Category Archives: maps

Maps: Visualizing Your Ancestors – Types of Maps – Topographical

When it comes to understanding ancestral migration patterns, it really helps to look at a map. The reason an ancestor ended up in a certain location might be explained by geography, and more specifically, topography. Using a topological map can be quite helpful in understanding some of the potential “whys” for things our ancestors did.

Topography is “the arrangement of the natural and artificial physical features of an area.”1 Examining the physical features can explain a possible migration route or why they stayed in a particular location.

One excellent example of topography affecting migration is that of large mountain ranges. Let’s look at Virginia as an example. Let’s say you had ancestors in early Virginia and they wanted to move west to the “frontier.” They set off past Richmond only to discover a large mountain range in front of them. The Blue Ridge Mountains caused a lot of adventurous folks to head north or south to go around them.

Map of Virginia from FreeWorldMaps.net

This barrier caused more settlements to the north and south. As I imagine it, you make a long journey to get around these mountains…why not just stop here a spell? And then just never leave. I imagine that happened quite a bit.

My ancestor, Samuel Cook Dimick, moved from Lyme, New Hampshire to Toledo, Ohio. One account says that after the business he was working for began shutting down (or he decided to quit working there, it isn’t clear) he was to move on further west (perhaps to Minnesota where his father owned some land). But someone told him of land for sale just one county to the south and he decided to stay in Wood County, Ohio. And that’s the reason I was born in Wood County, Ohio and not Lyme, New Hampshire.

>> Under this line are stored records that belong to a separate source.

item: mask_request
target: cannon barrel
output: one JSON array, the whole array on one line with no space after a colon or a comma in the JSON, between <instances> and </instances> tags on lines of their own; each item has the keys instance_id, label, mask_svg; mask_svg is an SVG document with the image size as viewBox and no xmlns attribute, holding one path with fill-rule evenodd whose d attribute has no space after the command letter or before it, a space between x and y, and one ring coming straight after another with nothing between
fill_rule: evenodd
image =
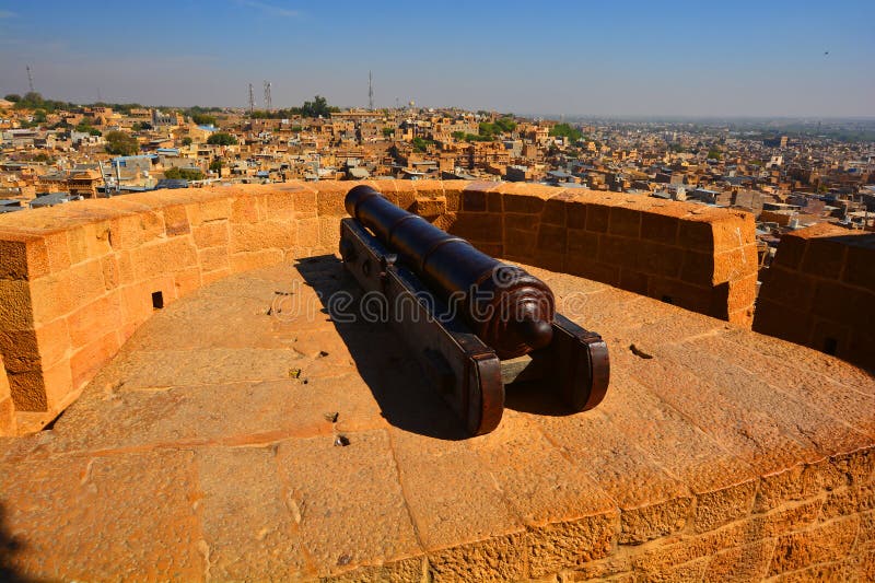
<instances>
[{"instance_id":1,"label":"cannon barrel","mask_svg":"<svg viewBox=\"0 0 875 583\"><path fill-rule=\"evenodd\" d=\"M541 280L398 208L370 186L352 188L345 206L438 295L451 300L499 358L550 343L556 302Z\"/></svg>"}]
</instances>

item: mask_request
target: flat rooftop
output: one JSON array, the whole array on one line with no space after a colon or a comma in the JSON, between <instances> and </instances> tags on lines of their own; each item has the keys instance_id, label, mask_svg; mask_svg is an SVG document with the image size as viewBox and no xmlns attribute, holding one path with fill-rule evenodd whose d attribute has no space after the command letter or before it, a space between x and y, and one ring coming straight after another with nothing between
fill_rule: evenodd
<instances>
[{"instance_id":1,"label":"flat rooftop","mask_svg":"<svg viewBox=\"0 0 875 583\"><path fill-rule=\"evenodd\" d=\"M386 327L325 313L354 289L336 257L231 276L156 311L50 429L0 439L0 573L761 579L800 569L793 528L865 541L833 498L872 482L867 373L530 270L608 342L596 409L521 386L498 430L465 439Z\"/></svg>"}]
</instances>

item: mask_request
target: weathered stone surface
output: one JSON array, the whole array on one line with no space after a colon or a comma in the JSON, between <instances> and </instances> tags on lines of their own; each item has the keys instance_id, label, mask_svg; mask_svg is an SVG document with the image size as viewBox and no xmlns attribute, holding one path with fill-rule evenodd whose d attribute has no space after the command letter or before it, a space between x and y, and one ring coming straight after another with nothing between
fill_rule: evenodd
<instances>
[{"instance_id":1,"label":"weathered stone surface","mask_svg":"<svg viewBox=\"0 0 875 583\"><path fill-rule=\"evenodd\" d=\"M815 526L802 533L778 538L769 574L795 571L809 564L829 562L848 555L856 538L860 518L845 516Z\"/></svg>"},{"instance_id":2,"label":"weathered stone surface","mask_svg":"<svg viewBox=\"0 0 875 583\"><path fill-rule=\"evenodd\" d=\"M192 457L164 451L4 464L0 503L16 549L10 567L58 580L203 580Z\"/></svg>"},{"instance_id":3,"label":"weathered stone surface","mask_svg":"<svg viewBox=\"0 0 875 583\"><path fill-rule=\"evenodd\" d=\"M0 533L25 543L7 562L86 580L871 574L865 373L533 268L607 340L608 396L569 415L517 387L497 431L465 439L386 327L323 311L341 270L313 257L147 305L52 430L0 439Z\"/></svg>"},{"instance_id":4,"label":"weathered stone surface","mask_svg":"<svg viewBox=\"0 0 875 583\"><path fill-rule=\"evenodd\" d=\"M277 451L287 503L319 573L419 553L385 431L288 440ZM329 480L325 477L330 476Z\"/></svg>"},{"instance_id":5,"label":"weathered stone surface","mask_svg":"<svg viewBox=\"0 0 875 583\"><path fill-rule=\"evenodd\" d=\"M277 463L272 446L198 452L208 579L279 581L306 574L300 511L278 479Z\"/></svg>"}]
</instances>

We will continue our look at types of maps that can help us understand our ancestors’ decisions and circumstances next time.


1. Definition of “topography” from Oxford Languages (https://languages.oup.com/google-dictionary-en/)↩

Maps: Visualizing Ancestral Migrations

To understand our ancestors’ movements and decisions, sometimes consulting a map can clear up confusion. I have a simple example from my own research.

One of my favorite lines to research are the Dimicks. They moved from Massachussetts to Connecticut to New Hampshire and then later to Ohio. I find that I try to do too much in my head sometimes. My brain likes to try to convince me that I can remember things…corrrectly. Well, this demonstration just goes to show two things. One, I can’t remember much very well, and two, using a map is invaluable.

Here’s how I “thought” their migration went:

Gif demonstrating my imagination of how the Dimicks migrated.

It is an unusual migration pattern to cross back over a state you’ve already left. It’s not unheard of or impossible, of course, but usually, people migrated in more of a straight line. This realization got me to look at the exact locations of the Dimicks in each location.

When the Dimicks arrived in America in the 1600s, they lived in Barnstable, Massachussetts, which is located out on the hook of Massachussetts. Now this migration makes more sense:

The actual migration path of the Dimicks.

By looking at a map, instead of depending on my memory, the Dimick migration makes a whole lot more sense. This is now one of the first things I do when working on a project. I look at maps and get a good visual perspective on where all of the people involved were located.